Erel plissa les yeux, les lèvres tremblantes, elle entrouvrit la bouche et bégaya quelques mots. Rien de compréhensible. Lysandre fixait son interlocutrice d'un air intéressé, exigeant une réponse de la servante.
— Ça ne vous regarde pas, s'exprima la Dafladienne froidement.
— C'est vrai, c'était indiscret de ma part. Cependant, je suis inquiet pour le juge master, je l'ai vu si triste, ajouta le jeune seigneur d'un air inquiet.
La belligérante ne souhaitait pas poursuivre cette conversation. Elle n'en avait pas l'intérêt et ne désirait pas partager son opinion avec un seigneur Astéen. Angélique restait discrète, l'oreille tendue sur la conversation cependant.
Quelqu'un frappa à la porte, Lysandre se leva et autorisa le nouvel arrivant à entrer. Les servantes avaient repris leur besogne. Erel espérait que le jeune seigneur l'avait oubliée et qu'ainsi elle pourrait éviter cette conversation gênante autour de Gaven.
Une grande silhouette traversa le passage puis une partie du salon pour s'incliner devant le cadet Draxak.

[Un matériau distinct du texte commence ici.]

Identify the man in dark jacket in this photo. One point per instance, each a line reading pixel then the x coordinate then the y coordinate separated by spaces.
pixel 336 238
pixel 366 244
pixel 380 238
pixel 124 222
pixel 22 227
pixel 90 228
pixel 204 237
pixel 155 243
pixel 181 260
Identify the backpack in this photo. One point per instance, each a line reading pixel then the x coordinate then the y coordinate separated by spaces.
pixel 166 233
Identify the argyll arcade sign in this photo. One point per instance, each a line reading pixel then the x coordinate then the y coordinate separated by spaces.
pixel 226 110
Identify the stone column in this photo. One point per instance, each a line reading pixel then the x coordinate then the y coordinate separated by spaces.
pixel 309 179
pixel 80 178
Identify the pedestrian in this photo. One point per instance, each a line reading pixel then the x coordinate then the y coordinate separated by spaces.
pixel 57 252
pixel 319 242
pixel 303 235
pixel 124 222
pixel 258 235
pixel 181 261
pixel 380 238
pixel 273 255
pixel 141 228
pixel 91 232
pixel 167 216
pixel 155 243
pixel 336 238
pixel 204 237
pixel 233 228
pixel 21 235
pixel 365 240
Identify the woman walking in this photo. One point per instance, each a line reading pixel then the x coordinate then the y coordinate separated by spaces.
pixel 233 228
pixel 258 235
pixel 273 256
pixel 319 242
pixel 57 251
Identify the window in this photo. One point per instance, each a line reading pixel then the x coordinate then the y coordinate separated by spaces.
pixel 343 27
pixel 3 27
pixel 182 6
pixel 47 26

Angélique semblait complètement ignorer la scène qui se produisait, elle avait la tête baissée et elle frottait frénétiquement un autre bibelot. La Dafladienne observait sa partenaire, les sourcils relevés et le coin de la bouche tombant. Elle se questionna sur le comportement de la femme de chambre lorsque son regard passa sur le nouvel entrant et se figea.

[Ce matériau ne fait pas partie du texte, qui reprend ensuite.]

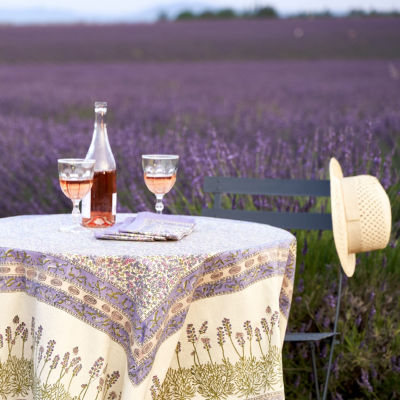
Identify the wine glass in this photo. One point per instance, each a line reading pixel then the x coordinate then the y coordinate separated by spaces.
pixel 76 180
pixel 159 175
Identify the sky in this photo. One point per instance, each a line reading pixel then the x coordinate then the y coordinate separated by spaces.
pixel 151 8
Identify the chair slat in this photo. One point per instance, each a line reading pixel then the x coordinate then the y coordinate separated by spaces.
pixel 278 187
pixel 287 220
pixel 308 336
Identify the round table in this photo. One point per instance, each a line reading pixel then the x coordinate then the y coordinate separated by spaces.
pixel 116 319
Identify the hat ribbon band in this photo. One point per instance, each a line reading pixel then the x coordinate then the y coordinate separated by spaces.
pixel 352 214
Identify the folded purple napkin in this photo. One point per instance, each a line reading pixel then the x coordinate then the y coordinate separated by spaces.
pixel 150 227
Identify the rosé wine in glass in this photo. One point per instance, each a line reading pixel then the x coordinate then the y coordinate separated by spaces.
pixel 160 175
pixel 76 180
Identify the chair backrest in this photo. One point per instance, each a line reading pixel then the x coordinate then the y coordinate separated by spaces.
pixel 273 187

Les épaules larges, le grand homme avait le teint hâlé, un regard carnassier orné de prunelle d'un noir profond. Ses cheveux mi-longs noirs comme le plumage des corneilles dont quelques mèches passaient devant son visage large. Erel le connaissait.
— Alors Enoch, qu'as-tu découvert? Commença Lysandre.

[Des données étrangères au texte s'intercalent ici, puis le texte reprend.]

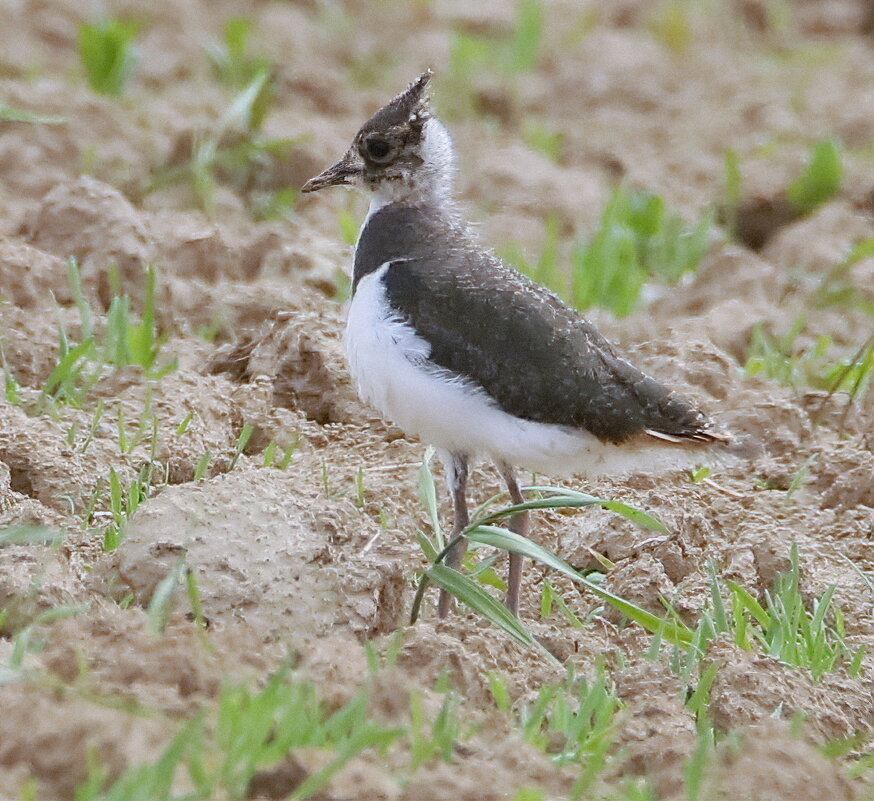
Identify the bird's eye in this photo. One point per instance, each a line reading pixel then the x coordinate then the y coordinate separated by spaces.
pixel 378 149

— La rébellion est en place, ils se rassembleraient sur les îles flottantes, expliqua le nouveau venu.
— En terre neutre? Comment se fait-il que le comte Thasec accepte que la rébellion se trouve sur ces terres?
— Le comte est également l'oncle de la princesse du Daflad, monseigneur, continua Enoch.
— Commandant Forth, que faites-vous! Les coupa Erel.
Les mains tremblantes collaient à la poitrine, la Dafladienne regardait la scène avec effroi. Enoch Forth avait participé à la bataille de Qrita avec eux, il avait suivi les ordres du capitaine Bahn, il avait combattu les Astéens. Que pouvait-il faire ici?
— Bonjour Erel, je crois que je te dois beaucoup d'explication, mais nous n'avons pas le temps pour ça, argua le commandant.
Encore des explications? Erel se demanda si tous les Dafladiens avaient fini par perdre espoir et trahir leur pays.